Still, ramping up to the fall dance season and the art world returning to some kind of “normal” feels glib under the circumstances. The words of my colleague, Chris Borrelli, which gloomily frame the Chicago Tribune’s Fall Arts Guide, resonate:
“A fall arts season that looks like a fall arts season. On the other hand, who cares anymore? I’m not certain I do. The Earth did not stop rotating, the sun did not stop rising, seasons still change as anticipated and summer gives way to autumn on schedule — we had an autumn last year, we’ll have an autumn this year. That’s something. Yet the old wash of relief as weather turns cool, that familiar promise of a fresh beginning — that feels tentative. The climate is changing, and only half the country is vaccinated against a virus the other half is not vaccinated against mostly because of age or ignorance. It sounds like satire then to point out that movies have not entirely rebounded, or that live music — and theater, museums, dance — is back but unsettled. Is it indecent to wonder about the future of sweater season when the world burns?”
And yet, what choice do artists, venues and presenters have? Stay closed out of some self-destructive sense of optics or carry on, as art is wont to do and has always done?

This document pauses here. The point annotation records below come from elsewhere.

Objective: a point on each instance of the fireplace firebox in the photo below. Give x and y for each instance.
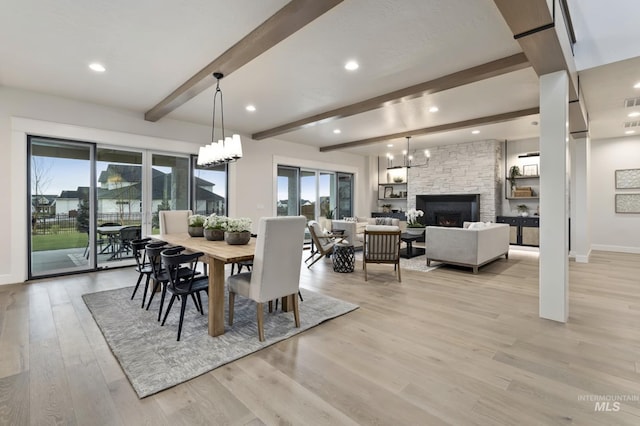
(448, 209)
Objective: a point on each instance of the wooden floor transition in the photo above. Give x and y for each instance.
(443, 347)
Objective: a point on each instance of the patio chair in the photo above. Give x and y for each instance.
(322, 244)
(381, 245)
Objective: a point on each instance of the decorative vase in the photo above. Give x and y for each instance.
(214, 234)
(196, 231)
(415, 231)
(237, 238)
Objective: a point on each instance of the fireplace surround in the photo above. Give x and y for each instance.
(448, 209)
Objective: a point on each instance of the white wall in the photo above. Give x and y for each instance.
(610, 230)
(251, 181)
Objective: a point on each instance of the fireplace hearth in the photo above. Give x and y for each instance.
(449, 209)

So, it with a keen sense of the optics, the chaos and trauma all around us and the privilege we carry as members of the arts ecosystem—we get to do this, after all—that I put one foot in front of the other, reserve a seat on the aisle, not too close to the front, strap on a mask or two and head to the theater. I will be there for the world premiere of Kyle Abraham’s “An Untitled Love” at the Dance Center and for the grand opening of the Sybil Shearer studio at Ragdale, which is not far from what was once Barat's campus in Lake Forest. I want to check out Synapse’s final “Mural Dances” and belly dancing in Kenwood Park. I’m excited to witness “Venus at Home” online and get inspired by “The Rebirth of Women” at Bassline Music Complex. And for lovers of Links Hall, there is a multitude of classes, gatherings and performances taking place during their open house, which begins Monday.
I will be there, because art is exactly what I need right now.